By IAN K. KULLGREN
Capital News Service
LANSING — The Department of Natural Resources (DNR) is moving forward with plans to provide incentives to private landowners and launch other initiatives to restore hunting habitats.
The programs, funded by recent increases to hunting and fishing license fees, are intended to rejuvenate land for hunting while maintaining a healthy game population.
In the Upper Peninsula and Alpena area, for example, DNR officials are working with landowners to plant trees and small brush to lure deer to popular hunting areas, part of an effort to “create world-class hunting opportunities” in the state, according to the department.
In the U.P., an estimated 22,000 trees and shrubs were planted last summer as part of that effort.
The DNR’s Wildlife Division is pouring $50,000 into such efforts in the Northeast Lower Peninsula this year in response to complaints that quality hunting land is disappearing.
The DNR recently awarded wildlife habitat grants to more than a dozen conservation groups across the state, ranging from $15,000 to more than $150,000.
Among them, Huron Pines, a nonprofit based in Gaylord, received nearly $60,000 to replant native prairies and clean up abandoned oil and gas drilling pads on private land in Cheboygan County. The Presque Isle Conservation District was awarded $23,000 to build snowshoe hare shelters and plant native brush for grouse and woodcock.
About 70 percent of hunters in Michigan hunt primarily on private land, Wildlife Division Chief Russ Mason said. An estimated 80 percent of hunting land in the U.P. is owned privately.
“I could work miracles with my 20 percent and it wouldn’t move the needle,” Mason said.
Many areas, particularly in the U.P., have been plagued by beech bark disease and the invasive emerald ash borer, killing trees in areas once teeming with deer.
Some of the money will be used to fund winter yards, places with food to help deer weather the cold winter months.

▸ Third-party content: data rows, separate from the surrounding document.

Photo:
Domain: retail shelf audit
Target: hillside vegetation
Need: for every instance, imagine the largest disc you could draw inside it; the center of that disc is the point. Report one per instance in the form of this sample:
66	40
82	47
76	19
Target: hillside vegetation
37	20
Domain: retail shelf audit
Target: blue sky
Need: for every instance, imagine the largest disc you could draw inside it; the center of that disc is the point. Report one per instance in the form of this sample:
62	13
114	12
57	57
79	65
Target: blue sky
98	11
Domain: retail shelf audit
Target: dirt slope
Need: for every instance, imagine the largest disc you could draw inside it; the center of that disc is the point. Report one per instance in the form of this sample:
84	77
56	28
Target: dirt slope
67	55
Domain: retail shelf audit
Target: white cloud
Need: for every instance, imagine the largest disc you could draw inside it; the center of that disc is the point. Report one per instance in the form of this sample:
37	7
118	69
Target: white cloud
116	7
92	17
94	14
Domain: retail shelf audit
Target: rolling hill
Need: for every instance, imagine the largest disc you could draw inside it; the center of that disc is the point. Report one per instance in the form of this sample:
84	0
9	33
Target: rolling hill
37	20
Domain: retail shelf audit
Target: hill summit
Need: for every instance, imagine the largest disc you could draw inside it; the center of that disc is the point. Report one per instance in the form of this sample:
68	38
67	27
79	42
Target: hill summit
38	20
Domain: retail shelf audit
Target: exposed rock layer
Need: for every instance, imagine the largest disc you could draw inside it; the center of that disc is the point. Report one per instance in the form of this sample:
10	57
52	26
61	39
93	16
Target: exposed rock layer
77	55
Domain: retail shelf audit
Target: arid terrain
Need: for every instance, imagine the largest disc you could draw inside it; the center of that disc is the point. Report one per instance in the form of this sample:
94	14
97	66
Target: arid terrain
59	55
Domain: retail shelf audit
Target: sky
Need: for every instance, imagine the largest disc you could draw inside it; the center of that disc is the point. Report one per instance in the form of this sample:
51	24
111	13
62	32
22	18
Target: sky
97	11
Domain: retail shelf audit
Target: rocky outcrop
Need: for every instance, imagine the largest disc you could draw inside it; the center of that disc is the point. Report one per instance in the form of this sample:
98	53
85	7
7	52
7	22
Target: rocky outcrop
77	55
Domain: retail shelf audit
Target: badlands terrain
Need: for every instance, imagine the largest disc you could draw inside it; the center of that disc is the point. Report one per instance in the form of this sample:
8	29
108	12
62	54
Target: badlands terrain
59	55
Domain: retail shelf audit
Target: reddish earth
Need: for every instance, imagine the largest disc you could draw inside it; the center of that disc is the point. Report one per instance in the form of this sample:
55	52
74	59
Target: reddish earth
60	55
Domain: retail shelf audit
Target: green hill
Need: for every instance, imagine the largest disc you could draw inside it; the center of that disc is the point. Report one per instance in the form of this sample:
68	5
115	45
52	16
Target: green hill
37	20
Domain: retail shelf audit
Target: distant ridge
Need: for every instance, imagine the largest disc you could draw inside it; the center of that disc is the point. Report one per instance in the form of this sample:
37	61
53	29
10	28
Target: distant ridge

The changes are funded by higher license fees that took effect March 1, the first increase since 1996. Michigan residents are now required to buy an annual $11 base license in addition to other specific licenses, such as a $20 deer license. Previously, residents needed only an individual license, which was $5 cheaper.
“Do I like paying more? No,” said Bruce Levey, a Michigan Bow Hunters board member. “But is it necessary? Sure it’s necessary.
“The habitat work they’re doing, it affects all the animals,” Levey said.
The DNR also wants to double the pheasant population in the Lower Peninsula. Pheasants are becoming scarcer as more farmers cut down wooded areas on their properties and don’t leave their fields fallow. Plans include adding more walking trails for grouse and woodcock hunting.
The restoration project is targeting public and private land in ten counties, including Lenawee, Emmet, Ionia and Allegan.
In addition, the department is building bridges and bird hunting platforms at Shiawassee River State Game Area and improving goose habitat in the U.P. at Baraga Plains and Sturgeon River Sloughs.
“There’s an awful lot of private land in Michigan, and people really don’t know how to manage the natural resources,” said Dean Hall, president of the Michigan Bow Hunters.
“The thing that we demand from the Department of Natural Resources is that hunters, fishers and trappers get value for their dollars. There’s a ton of stuff that has been happening so far, and it’s only in the early stages, so we’re going to keep a finger on the pulse and a watchful eye,” Hall said.